My experience, as the 2020 pandemic continues, has awakened in me the realisation that, what I do and am, is not regarded as essential. This in turn, emphasises or re-enforces within myself, a sense that there is a great need for a new normal, where I need to re-evaluate myself as a Christian and a missionary disciple of Jesus today. Also where the Church needs to review its vision, mission and ministry. There cannot be a return to what was the old normal, a sacramental model, as if nothing has happened. The 2020 Pandemic is an opportunity, and an awakening to re-evaluate, who I am as a Christian and as a missionary disciple of Jesus, and to what kind of Christian community we are being challenged to create for the future?
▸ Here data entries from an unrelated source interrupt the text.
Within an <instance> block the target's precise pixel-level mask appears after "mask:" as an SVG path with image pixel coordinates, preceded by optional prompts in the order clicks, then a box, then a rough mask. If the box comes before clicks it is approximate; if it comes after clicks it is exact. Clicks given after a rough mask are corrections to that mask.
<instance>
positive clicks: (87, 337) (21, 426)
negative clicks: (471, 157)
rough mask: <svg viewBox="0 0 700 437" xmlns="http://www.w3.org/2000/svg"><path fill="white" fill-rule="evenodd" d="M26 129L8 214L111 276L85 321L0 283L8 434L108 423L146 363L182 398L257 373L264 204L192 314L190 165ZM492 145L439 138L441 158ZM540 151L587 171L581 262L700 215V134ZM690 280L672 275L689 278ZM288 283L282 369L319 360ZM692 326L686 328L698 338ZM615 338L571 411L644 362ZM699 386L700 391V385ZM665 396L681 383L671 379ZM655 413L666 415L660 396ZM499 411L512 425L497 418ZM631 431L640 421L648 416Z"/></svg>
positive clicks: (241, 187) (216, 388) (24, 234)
The 2020 pandemic challenges us to create a different kind of Church having the preferential option for the poor and a drawing close in solidarity, to the excluded as the key criterion of Christian authenticity.

For me, a future Church, of a Christian community of missionary disciples, needs to become more inclusive of the destitute and of those suffering on the periphery, the vulnerable, who have been dehumanised by the economic, political and social systems, structures and policies of the powerful.  (Ezekiel 34: 1- 11  This is not referring to priests and prophets but to all civil authorities who enrich themselves at the expense of the downtrodden through incompentence, mismanagement and corruption) The dehumanised of this reality, are like sheep without a shepherd, with no one to listen to them in solidarity, to walk with them on their side of the street, to listen to their dreams, stories, aspirations, hopes, anxieties and joys, and discern with them where they hope to go. The Spirit speaks to us though the hopes, dreams, aspirations of the dehumanised vulnerable.

As Pope Francis says; “solidarity, refers to something more than a few sporadic acts of generosity. It presumes the creation of a new mindset, which thinks in terms of community and the priority of life of all over the appropriation of goods by a few.” To listen to the social inequality of downtrodden means also listening to the silent voice of creation. Listening,  values, each others’ story, heals and empowers. That to me, is where the Church needs to be. Listening to the downtrodden and to the voice of our common home, is to be God like. If we do not work for a more humane world, how can we understand the parables of Jesus? The heart of the mission of Jesus, is to bring humanity to the fullness of life.

As Bishop Kevin Dowling of the South African Church said, reflecting his pandemic experience, the Church needs to address the systemic issues in the political fabric of the nation, massive corruption, mismanagement and incompentence. The Church itself needs to reflect on and discern what the signs of the times call us to be and do, what model of Church we need to create and  develop. He hopes that this pandemic will bring out the treasures of who we are called to be as disciples of Jesus and to be a field hospital that Pope Francis dreams of. This means building on what we have achieved in the past and to be creative in imagining something new in the future.